Wovon handelt die Oper? Es geht um eine Sängerin, deren Karriere dem Ende zugeht. Es steckt „Sunset Boulevard“ drin, der Film „Diva“, die Geschichten von Maria Callas, Jessye Norman – viele Bezüge, auch zu meinem Leben, vor allem, was die Rolle der Presse angeht. Es gibt da einen dubiosen Journalisten, haha! Er verrührt die Primadonna – und sie will auch verführt werden, it takes two to tango, believe me. Es geht um das diffizile Verhältnis zwischen Presse und Künstler und was passieren kann, wenn ein Künstler verunsichert und erschöpft ist, und jemand erkennt das und wittert eine Story. Das kann ein gefährlicher Moment sein im Leben eines Künstlers. Dir ist das schon passiert? Ja, zwei Mal (lacht). Ich hatte ein paar solche Erfahrungen auf Tour. Ich war übermüdet, viele Partys, Heimweh – ich war verwundbar. Und mit diesen Journalisten kam es dann zu einer Art Beziehung – und später schrieben sie darüber. Die Arbeit an der Oper hat ja schon dein letztes Album RE-LEASE THE STARS beeinflusst, das ein Piano-Gesang-Album werden sollte und dann zu diesem grandiosen Bombast-Pop-Ding wuchs. Ja, und ich möchte jetzt endlich so eine Piano-Gesangs-Platte machen. Während der Arbeit an der Oper musste ich zwischendurch immer mal allein sein – weg von den Diven, Dirigenten und Produzenten – und allein an meinem Klavier diese Erfahrungen verarbeiten. Dabei kam eine Reihe von Songs heraus, fast wie ein klassischer Lieder-Zyklus. Ich werde wieder große Pop-Platten machen, aber jetzt kommt erst mal das Sorbet-Album ein kleiner Zwischengang. Wahrscheinlich im Frühjahr. Du bist also dem Pop nicht verloren gegangen. Nein, nein. Ich weiß, wo meine Brötchen herkommen, haha!

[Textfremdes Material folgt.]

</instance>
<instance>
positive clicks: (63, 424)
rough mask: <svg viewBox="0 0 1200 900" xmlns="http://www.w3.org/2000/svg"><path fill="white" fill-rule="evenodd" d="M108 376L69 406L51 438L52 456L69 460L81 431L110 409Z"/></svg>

Als ich vor zwei Jahren die „Release The Stars“-Show sah, hoffte ich, es würde mal eine Konserve davon geben jetzt ist sie da. Tja: toll. Ich bin sehr glücklich mit der DVD. Albert Maysles hat sie gefilmt – der berühmte Dokumentarregisseur, der „Grey Gardens“ gemacht hat (und „Gimme Shelter“ – Anm.), für mich ging da ein Traum in Erfüllung. Und das großartige Theater, in dem wir gefilmt haben, das Pabst Theater in Milwaukee. Ich liebe Europa -Paris, London, Mailand – aber den amerikanischen Mittelwesten umgibt eine Art Mystik … Weil diese Gegend so abgelegen ist und undefinierbar, finde ich sie, ehrlich gesagt, noch einen Tick faszinierender. Die Show ging über zwei Stunden, eine gesangliche Tour de force. Wie fertig warst du da jeden Abend? Konntest du noch atmen? Die Wahrheit ist, dass die Leute meist nur an der Oberfläche dessen kratzen, zu was der Mensch fähig ist. Ein paar Wochen lang war es wirklich heftig. Aber der Körper passt sich an, und man gewöhnt sich. Ich finde es sehr wichtig, dass man sich immer wieder an Grenzen schubst – nicht als Selbstzweck natürlich. Man muss auch entspannen können. Ich bin zum Beispiel extrem faul. Ich räume nie auf, ich wasche nie, ich spüle nie gottlob habe ich einen deutschen Freund. Verfügt er über die deutschen Tugenden? Ja, er ist eine klassische deutsche hausfmu. Gottlob. Sonst würde ich wohl rumlaufen wie Chewbacca aus „Star Wars“. Apropos: Ist der Bart noch dran? Oder hast du dir den nur stehen lassen, um bei der Premiere einen überzeugenden Verdi abzugeben? Der Bart ist ab. Ja, der war für Verdi. Und er war etwas zusätzliches, hinter dem ich mich verstecken konnte im Umgang mit dem Orchester, den Sängern, all den Leuten. Mit dem Bart konnte ich mich ein wenig … weiser fühlen, haha!